Symptom triage
Production transaction bugs announce themselves as one of five symptoms. Each row maps a symptom to the lesson that proves the mechanism and the lesson that fixes it — this page is the index you paste into the incident channel.
| Symptom | First check | Mechanism | Fix |
|---|---|---|---|
| Updates hang, then finish | Who is blocking whom | lock queues | end the blocker; shorter transactions |
Updates hang, then errno 1205 | Who is blocking whom | lock wait timeout — statement rollback only! | retry after ROLLBACK; find the blocker |
Errno 1213 in the logs | the deadlock counter | deadlocks, gap locks | consistent lock order; retry loop |
| INSERTs stuck with no row conflict | data_locks for GAP / INSERT_INTENTION | gap locks | READ COMMITTED for the writer, or narrower locking reads |
| Numbers wrong, no errors anywhere | the anomaly catalog | lost updates, write skew | the three fixes |
| Disk grows, queries don't slow | history list health | an old read view pins purge | end the long transaction |
| DDL hangs and takes the app with it | processlist: Waiting for table metadata lock | metadata locks | lock_wait_timeout on the DDL session |
Two MySQL-specific reflexes are worth building on top of that table.
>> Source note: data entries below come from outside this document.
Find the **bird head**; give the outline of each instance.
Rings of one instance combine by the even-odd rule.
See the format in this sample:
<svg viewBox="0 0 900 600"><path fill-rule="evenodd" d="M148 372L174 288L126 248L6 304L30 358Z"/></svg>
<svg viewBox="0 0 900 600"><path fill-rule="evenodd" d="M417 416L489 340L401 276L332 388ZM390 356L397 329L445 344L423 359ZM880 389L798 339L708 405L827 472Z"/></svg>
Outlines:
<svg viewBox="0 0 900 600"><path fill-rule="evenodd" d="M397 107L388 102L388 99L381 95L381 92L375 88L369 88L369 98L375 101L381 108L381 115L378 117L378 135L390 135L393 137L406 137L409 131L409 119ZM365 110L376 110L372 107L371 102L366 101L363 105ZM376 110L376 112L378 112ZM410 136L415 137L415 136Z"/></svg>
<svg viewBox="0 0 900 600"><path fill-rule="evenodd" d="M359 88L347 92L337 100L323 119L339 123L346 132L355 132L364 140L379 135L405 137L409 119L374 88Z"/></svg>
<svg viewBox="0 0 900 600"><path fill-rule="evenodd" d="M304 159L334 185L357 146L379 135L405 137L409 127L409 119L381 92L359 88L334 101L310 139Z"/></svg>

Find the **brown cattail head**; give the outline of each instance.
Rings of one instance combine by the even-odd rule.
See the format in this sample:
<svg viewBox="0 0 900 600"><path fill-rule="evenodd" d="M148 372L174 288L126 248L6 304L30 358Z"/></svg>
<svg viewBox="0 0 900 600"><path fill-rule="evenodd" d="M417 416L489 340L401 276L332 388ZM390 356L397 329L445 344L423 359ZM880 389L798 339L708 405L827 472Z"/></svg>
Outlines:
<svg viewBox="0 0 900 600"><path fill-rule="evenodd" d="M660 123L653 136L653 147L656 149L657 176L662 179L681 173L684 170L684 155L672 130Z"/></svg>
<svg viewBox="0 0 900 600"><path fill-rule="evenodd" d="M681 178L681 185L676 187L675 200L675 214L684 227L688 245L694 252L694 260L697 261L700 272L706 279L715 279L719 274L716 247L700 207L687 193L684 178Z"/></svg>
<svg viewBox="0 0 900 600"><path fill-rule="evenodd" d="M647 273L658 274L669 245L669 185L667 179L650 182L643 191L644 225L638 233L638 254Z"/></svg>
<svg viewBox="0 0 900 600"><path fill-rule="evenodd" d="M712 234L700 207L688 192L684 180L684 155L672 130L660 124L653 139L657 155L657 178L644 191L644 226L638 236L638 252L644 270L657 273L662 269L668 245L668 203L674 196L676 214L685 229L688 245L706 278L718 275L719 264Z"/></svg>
Start with this one: errors that look alike often aren't. 1205 rolls back a single statement and leaves the transaction open, still holding its locks, while 1213 rolls back the whole transaction. Handling the two identically is pitfall material.
The second reflex: silence isn't health. The costliest failures on this table — lost updates, write skew, purge lag — throw no error at all, so you catch them with counters and invariant checks, never by grepping logs.